In order to control consumption, Dehn said China will have to further liberalise interest rates. While this should in theory improve pricing in the Chinese credit market, he warned that it will create an enormous amount of uncertainty over the short term.

While some companies would indeed prosper, he pointed out that companies and local governments in China would have to get used to borrowing amid market-determined rate movements, which could lead to defaults, nervousness and ultimately a deferment of investment.

“The interest rate liberalisation itself is one of the reasons why growth is slowing,” he added.

The second reason China’s growth is slowing, according to Dehn, is because it is increasing productivity through price liberalisation in what he has described as “the biggest of all productivity enhancement reforms any country can do”.

Using the Cold War as an analogy, he said: “If you were in East Germany in 1988 and you were a factory worker, you would know you had a job for life, you would produce parts for some car that nobody wanted to drive and couldn’t compete with anyone else around the world. A completely useless job, but you would have a job. And then, with that meagre salary you would be able to buy a bowl of gruel. You would eat this every night and you wouldn’t have much luxury in your life, but you would have a lot of security.

“Then you roll time forward to 1991 and price liberalisation and, suddenly, you’ve lost your job because obviously the car parts you’ve been producing are completely useless, your neighbour bought the factory for nothing from a corrupt official and is now stinking rich, and you can’t even afford your gruel any more.

“That is the kind of process that happens when you have price liberalisation; suddenly resources are allocated according to their marginal product and it creates a lot of uncertainty for investors.”

While he explained that price liberalisation will eventually enhance productivity, Dehn said it creates nervousness as wages and therefore consumer pricing power fluctuates.

“The third reform they’re rolling out is increasing consumption,” he continued. “Eventually China knows that starting with a 50 per cent savings rate, if savings eventually drop to about 10 per cent then consumption will rise so much that China will have a current account deficit.

“If it is going to have a deficit, it needs to open its capital account to finance it, just like the US does.
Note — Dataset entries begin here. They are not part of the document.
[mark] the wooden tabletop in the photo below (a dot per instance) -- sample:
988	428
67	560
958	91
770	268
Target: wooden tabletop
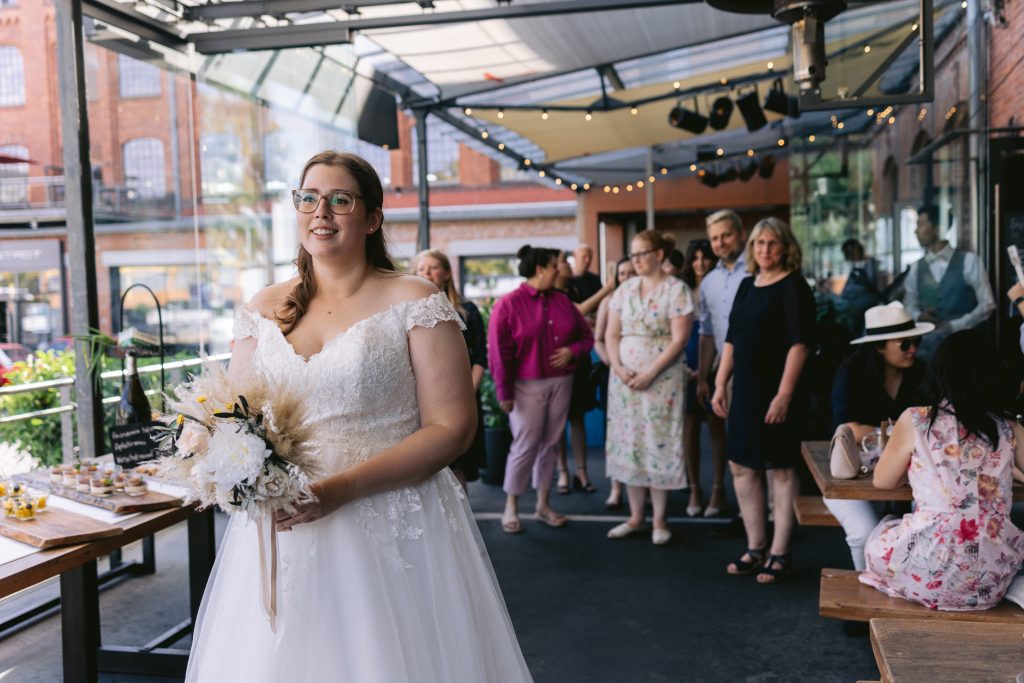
911	650
31	569
860	488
That’s why I really think China is going to start looking a lot like the US.”


Another way in which China is following in the footsteps of the US, according to Dehn, is by aiming to open up its domestic A-share stocks to foreign investors through its bid to include them in the MSCI Emerging Markets index.

Performance of indices over 10yrs

 

Source: FE Analytics

While he said there is currently asymmetry between Chinese nationals’ desire to invest outside of their home country and foreign investors’ desire to invest in China, he said this power balance is likely to change.

“What is going to happen as this process gets underway is that the Chinese will gradually get their fill of foreign assets so the flow out of China will slowly dissipate, and foreigners will – against their better judgment – be forced to increase their exposure,” Dehn explained.

“Nobody is invested in China because China is meant to be the complete disaster story of our time. It’s really unfair to the Chinese who are trying to join the global financial markets on our terms – they’re not bullying their way into it, they’re just trying to do the right thing.

“They have never opened a capital account before and we are treating them like dirt. It’s just not fair. It’s a good thing for us if China joins the global financial markets, but the markets are so conservative and xenophobic when it comes to China it is ridiculous.

“They’re up against it and, in many ways, many of these prejudices are what we’re seeing across emerging markets as a whole as well.”